6.1.2.3 Data Recording Requirements

(1) The following quantities must be recorded for equipment operating at 100 kV or above at facilities where fault recording equipment is required:

(a) Two sets of voltages for breaker-and-a-half and ring bus substation configurations. One set of voltages for each bus in other substation configurations. A set of voltages shall consist of each phase voltage waveform and the residual voltage waveform;

(b) For all lines, neutral (residual) current waveform;

(c) Circuit breaker status;

(d) Circuit breaker trip circuit status; and

(e) Date and time stamp (CST).

(2) For all new or upgraded fault recorder installations, additional items must also be recorded, as follows:

(a) For all autotransformers, current waveform for three phases and either neutral / residual current waveform or current waveform in delta windings;

(b) For all lines, two phase current waveforms;

(c) Status – carrier transmitter control, i.e. start, stop, keying; and

(d) Status – carrier received.

6.1.2.4 Data Retention and Reporting Requirements

(1) The facility owner shall store all recorded fault data for at least a two year period. This data shall be stored in the form of a computer file or files.

(2) Facility owners shall provide fault recordings to ERCOT or North American Electric Reliability Corporation (NERC) upon their request, within five days, along with channel identification and scaling information to allow analysis of the recordings. Fault recordings shall be shared between facility owners, upon their request, for the analysis of system disturbances.
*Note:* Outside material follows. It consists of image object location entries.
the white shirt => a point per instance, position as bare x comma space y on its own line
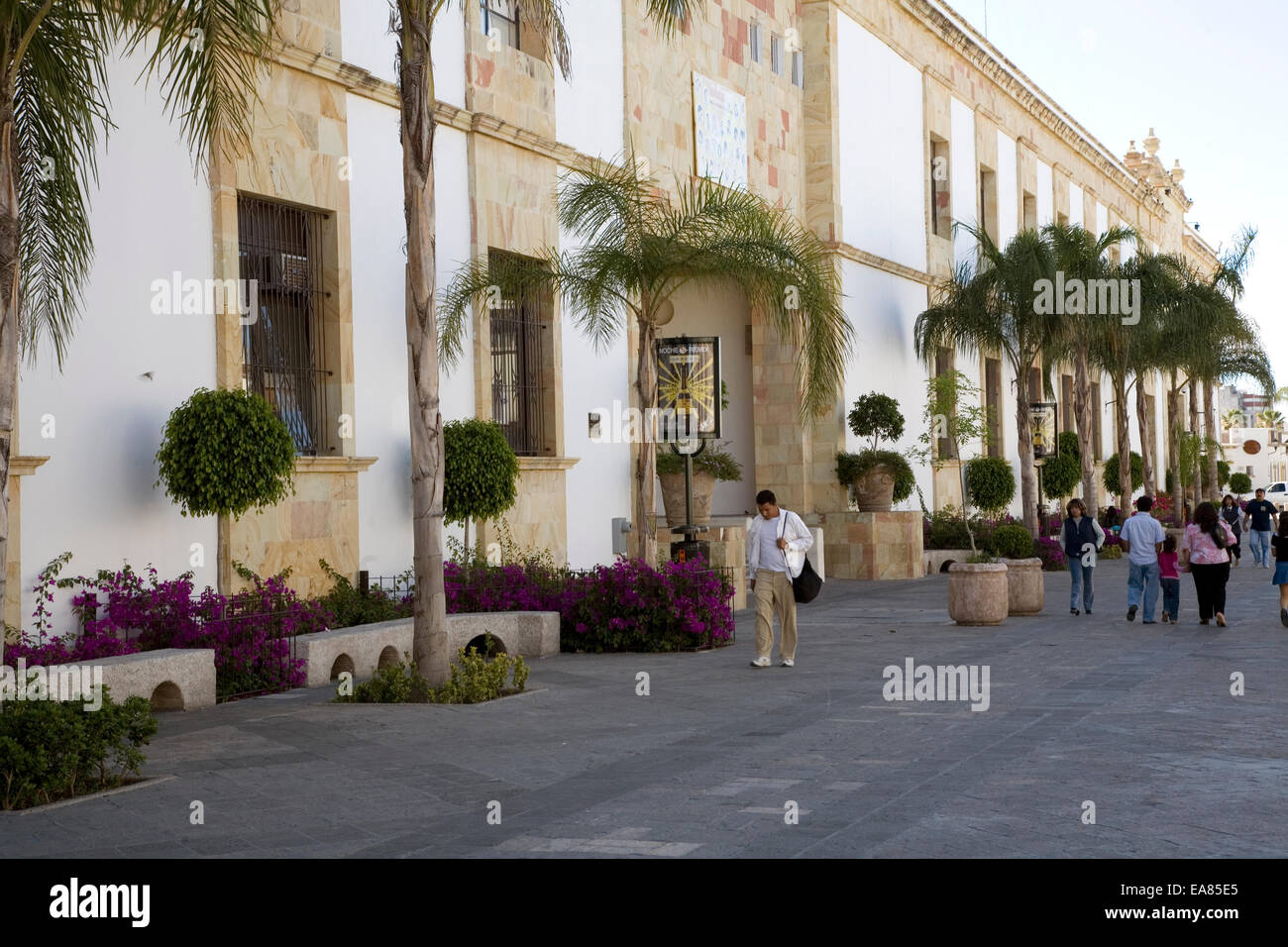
1141, 531
763, 549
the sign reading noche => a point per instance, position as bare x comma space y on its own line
688, 388
1042, 423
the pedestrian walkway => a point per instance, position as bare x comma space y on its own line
1137, 720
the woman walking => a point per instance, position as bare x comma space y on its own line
1081, 531
1279, 543
1205, 553
1231, 513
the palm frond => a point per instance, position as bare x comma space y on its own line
60, 110
207, 55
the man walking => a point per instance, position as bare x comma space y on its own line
1142, 539
1261, 513
776, 553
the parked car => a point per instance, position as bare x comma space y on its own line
1278, 495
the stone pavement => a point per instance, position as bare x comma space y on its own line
1136, 719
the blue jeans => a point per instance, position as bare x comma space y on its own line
1171, 596
1142, 579
1081, 585
1258, 540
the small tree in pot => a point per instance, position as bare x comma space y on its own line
877, 478
481, 474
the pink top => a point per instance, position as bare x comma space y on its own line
1203, 551
1167, 566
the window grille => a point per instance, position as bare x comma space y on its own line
283, 341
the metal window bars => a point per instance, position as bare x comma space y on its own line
283, 342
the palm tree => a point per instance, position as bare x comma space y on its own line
638, 247
413, 24
1115, 342
995, 307
54, 110
1080, 254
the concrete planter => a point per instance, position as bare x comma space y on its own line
977, 592
673, 496
1025, 591
874, 492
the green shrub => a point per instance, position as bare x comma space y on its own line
476, 678
52, 750
349, 607
945, 530
1111, 474
991, 483
720, 464
481, 472
851, 467
224, 453
1013, 541
876, 416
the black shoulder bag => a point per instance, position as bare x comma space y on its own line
806, 585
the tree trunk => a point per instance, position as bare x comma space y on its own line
645, 468
1085, 424
9, 283
1196, 432
1122, 436
1146, 441
1173, 457
1212, 441
1028, 474
429, 638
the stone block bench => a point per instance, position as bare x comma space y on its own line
361, 648
170, 678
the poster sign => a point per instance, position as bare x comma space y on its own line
688, 388
1042, 423
719, 132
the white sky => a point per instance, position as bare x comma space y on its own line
1210, 78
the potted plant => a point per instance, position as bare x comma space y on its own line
877, 479
712, 464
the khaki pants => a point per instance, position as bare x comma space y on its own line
774, 596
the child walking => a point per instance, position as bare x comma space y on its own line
1279, 543
1170, 579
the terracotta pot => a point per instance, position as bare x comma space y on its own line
1025, 587
875, 489
673, 496
977, 592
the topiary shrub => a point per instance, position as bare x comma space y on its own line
1111, 474
1013, 541
851, 467
223, 453
876, 416
481, 472
991, 483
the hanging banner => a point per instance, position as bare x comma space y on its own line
688, 388
1042, 423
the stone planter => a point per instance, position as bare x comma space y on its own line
673, 496
977, 592
874, 492
1025, 590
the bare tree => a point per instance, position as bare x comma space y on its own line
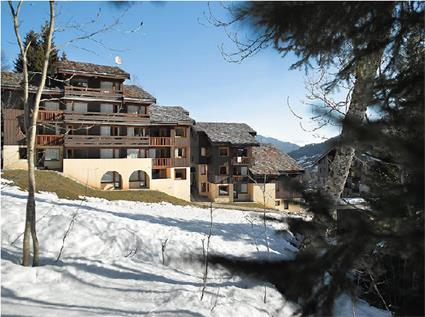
31, 114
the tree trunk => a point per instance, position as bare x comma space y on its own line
366, 69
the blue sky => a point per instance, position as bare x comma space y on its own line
175, 56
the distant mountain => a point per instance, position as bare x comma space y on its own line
281, 145
308, 154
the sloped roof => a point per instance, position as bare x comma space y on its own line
224, 132
90, 68
268, 160
169, 115
137, 92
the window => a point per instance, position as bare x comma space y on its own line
80, 107
223, 170
106, 153
223, 190
132, 153
180, 173
106, 86
23, 153
244, 170
106, 108
244, 188
159, 173
51, 105
181, 132
79, 82
52, 155
223, 151
105, 130
180, 152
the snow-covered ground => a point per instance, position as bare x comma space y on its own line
111, 264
(3) When multiple recordings exist for a single event, only report to ERCOT and NERC of data from the best recording, usually the closest recorder, is required.

(4) Data submissions shall be COMTRADE fault recordings, .cfg and .dat files, and one or more identification files that associate the COMTRADE recordings with system disturbances and ERCOT short circuit database bus numbers. The identification file shall be a Microsoft Excel© spreadsheet or comma delimited ASCII text that can be read into a Microsoft Excel© spreadsheet. For this file, the data fields to be reported for each record, in the following order, are:

Reporting Entity

Faulted Circuit / Circuit or Bus (1, 2, A, B, N, S, etc.)
From Bus (ERCOT short circuit database bus number)
To Bus (ERCOT short circuit database bus number)
Nominal Voltage of Faulted Branch or Bus (kV)
Physical Fault Location in Percent from “From Bus” (if physical location found, i.e. not calculated location. If physical location not found, leave blank)
Date (CST, MM/DD/YYYY)
Time (CST, HH:MM:SS, 24 hour format)
Cause Code
Fault Recorder Data / Circuit (1, 2, A, B, N, S, etc.)
From Bus – Recorder Location (ERCOT short circuit database bus number)
To Bus – Monitored branch (ERCOT short circuit database bus number)
Nominal Voltage of Monitored Branch (kV)
Measured Current Magnitude (primary value in RMS amperes)
Recorded Fault Duration (cycles)
Fault Type (using reporting entity’s phase designations – AB, CG, etc.)
Optional Comments (40 char. max.)

(5) ERCOT shall compile a summary list of all available 345 kV fault recordings annually based on each facility owner’s submitted data. This summary shall contain for each recording the date, time, fault recorder owner, fault recorder location, the primary system element recorded, and an optional use comment field. This summary shall be available to any ERCOT Member upon their request. Record summaries will be retained by ERCOT for a minimum of three years.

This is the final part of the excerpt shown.